# Electric Bass Circuit / New Memberships are Available



## Tom Patrick (Apr 16, 2005)

We are a small boat (14 feet or shorter) electric motor only, bass fishing club based in the Dayton area. We are accepting new members for the upcoming 2007 tournament season. Last season we averaged 17 boats per tournament, we would like to average 20+ boats per tournament.

If interested, visit Electric Bass Circuit

For potential new members, we recommend reading the following pages:
About Us
Membership Information
Rules and Regulations
Points
Tournament Schedule

Take your time and visit all 29 pages plus our Message Board. If you have 
additional questions, logon to our Chat Room, Saturday evening @ 8:00 P.M

-Tom


----------



## BlueWater (Feb 13, 2005)

Tom, 

I may be interested in joining. I have a Fly Fishing Personal Pontoon boat that is 9' long and it only fits one person. I have a trolling motor for it and it also has oars. I would have to figure out how to install a livewell. Would I be able to fish the tournaments solo?

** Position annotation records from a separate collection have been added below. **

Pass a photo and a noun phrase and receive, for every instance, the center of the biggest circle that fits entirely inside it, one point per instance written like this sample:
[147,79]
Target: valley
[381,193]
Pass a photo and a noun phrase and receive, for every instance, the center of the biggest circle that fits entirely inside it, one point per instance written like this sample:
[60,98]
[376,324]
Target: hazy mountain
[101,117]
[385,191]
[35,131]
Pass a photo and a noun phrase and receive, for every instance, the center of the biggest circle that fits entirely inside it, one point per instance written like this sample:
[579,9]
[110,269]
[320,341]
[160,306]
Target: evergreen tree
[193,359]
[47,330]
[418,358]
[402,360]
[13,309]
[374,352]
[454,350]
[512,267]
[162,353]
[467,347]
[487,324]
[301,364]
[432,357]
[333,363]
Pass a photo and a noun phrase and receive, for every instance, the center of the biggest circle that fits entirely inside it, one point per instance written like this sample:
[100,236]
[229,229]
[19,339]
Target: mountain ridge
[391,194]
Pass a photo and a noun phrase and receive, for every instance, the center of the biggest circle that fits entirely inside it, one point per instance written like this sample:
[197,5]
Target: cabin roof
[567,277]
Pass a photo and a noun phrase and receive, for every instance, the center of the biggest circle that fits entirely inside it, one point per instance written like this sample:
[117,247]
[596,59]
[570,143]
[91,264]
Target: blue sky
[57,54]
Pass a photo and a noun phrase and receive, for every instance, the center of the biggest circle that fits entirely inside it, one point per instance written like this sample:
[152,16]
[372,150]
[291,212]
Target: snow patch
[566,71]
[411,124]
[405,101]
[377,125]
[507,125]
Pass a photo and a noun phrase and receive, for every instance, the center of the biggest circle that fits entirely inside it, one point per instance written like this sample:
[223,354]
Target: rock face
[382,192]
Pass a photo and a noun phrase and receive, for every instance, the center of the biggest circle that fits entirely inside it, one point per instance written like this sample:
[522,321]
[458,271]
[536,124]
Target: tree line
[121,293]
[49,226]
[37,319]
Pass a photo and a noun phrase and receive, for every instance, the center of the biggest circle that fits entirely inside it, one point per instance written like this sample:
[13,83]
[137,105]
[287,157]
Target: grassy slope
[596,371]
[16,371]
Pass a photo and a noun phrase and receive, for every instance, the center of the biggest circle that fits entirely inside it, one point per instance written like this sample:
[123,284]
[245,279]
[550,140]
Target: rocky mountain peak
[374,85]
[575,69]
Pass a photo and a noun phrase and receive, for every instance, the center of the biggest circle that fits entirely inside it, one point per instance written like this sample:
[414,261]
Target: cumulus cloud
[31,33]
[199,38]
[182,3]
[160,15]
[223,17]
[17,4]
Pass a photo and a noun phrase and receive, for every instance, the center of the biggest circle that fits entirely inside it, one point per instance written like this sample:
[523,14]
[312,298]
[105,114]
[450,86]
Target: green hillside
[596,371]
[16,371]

You can go to my photo album to see my boat.

Thanks, 

BlueWater


----------



## Tom Patrick (Apr 16, 2005)

Bluewater, you sure can fish our tournaments. We have livewell information posted on our About Us  page. Almost anything you want to know about our tournaments can be found throughout our Web site. If you have additional questions, feel free to post on our Message Board, or logon to our Chat Room this Saturday @ 8:00 P.M.

Tight Lines,
-Tom


----------



## BlueWater (Feb 13, 2005)

Thanks for the info. If the lake rents Jon Boats, could I use one of those for the tourney? This might help with my livewell placement issue.

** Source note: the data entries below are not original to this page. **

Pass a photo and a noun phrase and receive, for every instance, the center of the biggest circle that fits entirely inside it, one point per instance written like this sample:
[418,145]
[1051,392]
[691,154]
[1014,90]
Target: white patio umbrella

Also, could I be a member and fish only 2-4 Tournaments a year?

Thanks,

BlueWater


----------



## H2O Mellon (Apr 5, 2004)

Dang gone. Sounds like my 14 foot tracker would be perfect! I wish you were a catfisherman!!!!!! 

Good luck this year. I really love seeing a circut like this. I hope you guys keep succeeding!


----------



## Tom Patrick (Apr 16, 2005)

BlueWater,

Once you become a member you can fish one, or all twelve tournaments. To qualify for the Classic, teams must fish a minimum of five tournaments.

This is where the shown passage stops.